Picture from NPR.com

His name is Omran Daqneesh and he has seen horrors that would shock any of us. But lest we think such nightmares confined to the far reaches of the world, our own American city of Chicago saw 50 people shot, 11 of them killed, over the Christmas holiday. How many of them have young siblings or children of their own?

Or our own government? With some of the powers-that-be determined to let children starve in order to punish the tiny fraction of people who abuse our social welfare system. Less than one-tenth of a percent, I believe. What happens to the millions who depend on food stamps to eat, many of them children? There’s a dangerous  irony in the pro-life movement of this country. Too many are eager to save babies, but will vote against helping children. That’s not pro-life, not really. If we truly want to be pro-life, we have to fight for both.

Evil does not sleep in our world. St. Paul himself once wrote of the devil, the personification of evil in our world, as a lion seeking someone to devour. We are too quick to forget this lesson. We forget our own capability to be evil. We forget the capability of those like us to be evil. And we forget the world’s eagerness to inflict pain and suffering whenever and wherever it can.

It’s tempting, I know, to want to look away. Guilt at our own failures and vices is an uncomfortable feeling. Seeing the enormity of the world’s evil can feel overwhelming. Escape is always a tempting out. Hide away. Ignore it. But that child in the manger came because of it. He came to put an end to it. He came to show us a better way, a better life, a kingdom of heaven where the vulnerable are protected, the sick cared for, the voiceless spoken for, the poor given aid, and no one gets left behind.

WE are disciples of that child in the manger. He came to save the world, everyone if possible. From the smallest child to the most venerable elderly, each life precious to him. Can we do any less? Can we turn our backs on those that he loves?

No. We are Christians and that word means something. To too many in this country and this world, it’s become associated with evil. It’s past time to change that. Past time we became who we were meant to be as Christ’s disciples and followers. Past time, we started spreading that kingdom, showing the world that better way. A way of love and compassion and care and kindness. A way that truly fights for life for all people, that combats evil with good.

  • Don’t like gays? Jesus loves them. We need to love them too.
  • Think the poor are lazy and worthless? Jesus loves them. We need to love them too.
  • Think the rich are heartless thieves? Jesus loves them. We need to love them too.
  • Don’t like blacks or immigrants or old people or millennials? Jesus loves them. We need to love them too.
  • Don’t trust Muslims and think they’re all terrorists?

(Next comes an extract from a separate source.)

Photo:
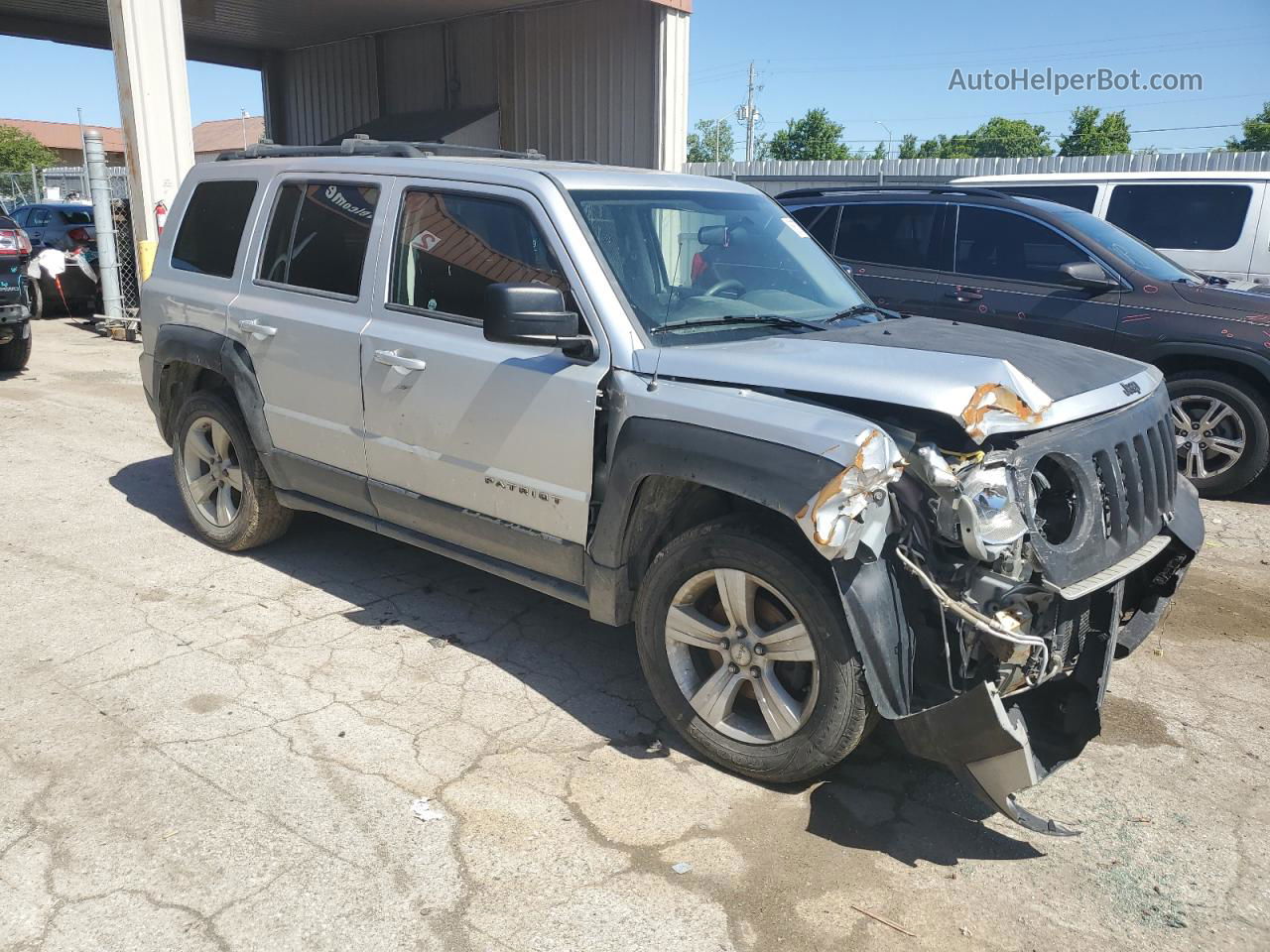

Well, take a guess.

It may not be easy for all of us. But this is what we’re called to do. That child in the manger came to save the world from evil, from sin. He taught us what that looked like with his parables and his sayings and his commandments. He showed us what that looked like with his miracles. And then, at the last, he went to a cross to die for the sake of all of us. All of us.

We like to talk about how “all lives matter.” Well, to Jesus, they really do. Even if they don’t believe in him. Even if they don’t act like us or think like us. All means all to him. He came for all. He was born for all. He lived and taught and did his miracles for all. He died for all. And he rose again for all.

If we want an answer for the evil of this world, there it is. The love of a God who won’t give up on us, who sent his son to redeem this fallen world. To save us all from sin and evil. To bring life instead of death. This is our hope and salvation, but it’s not ours alone. We are meant to share it as far and wide as possible. You know what you have to do. You know where you have to go. Go ye therefore. Amen.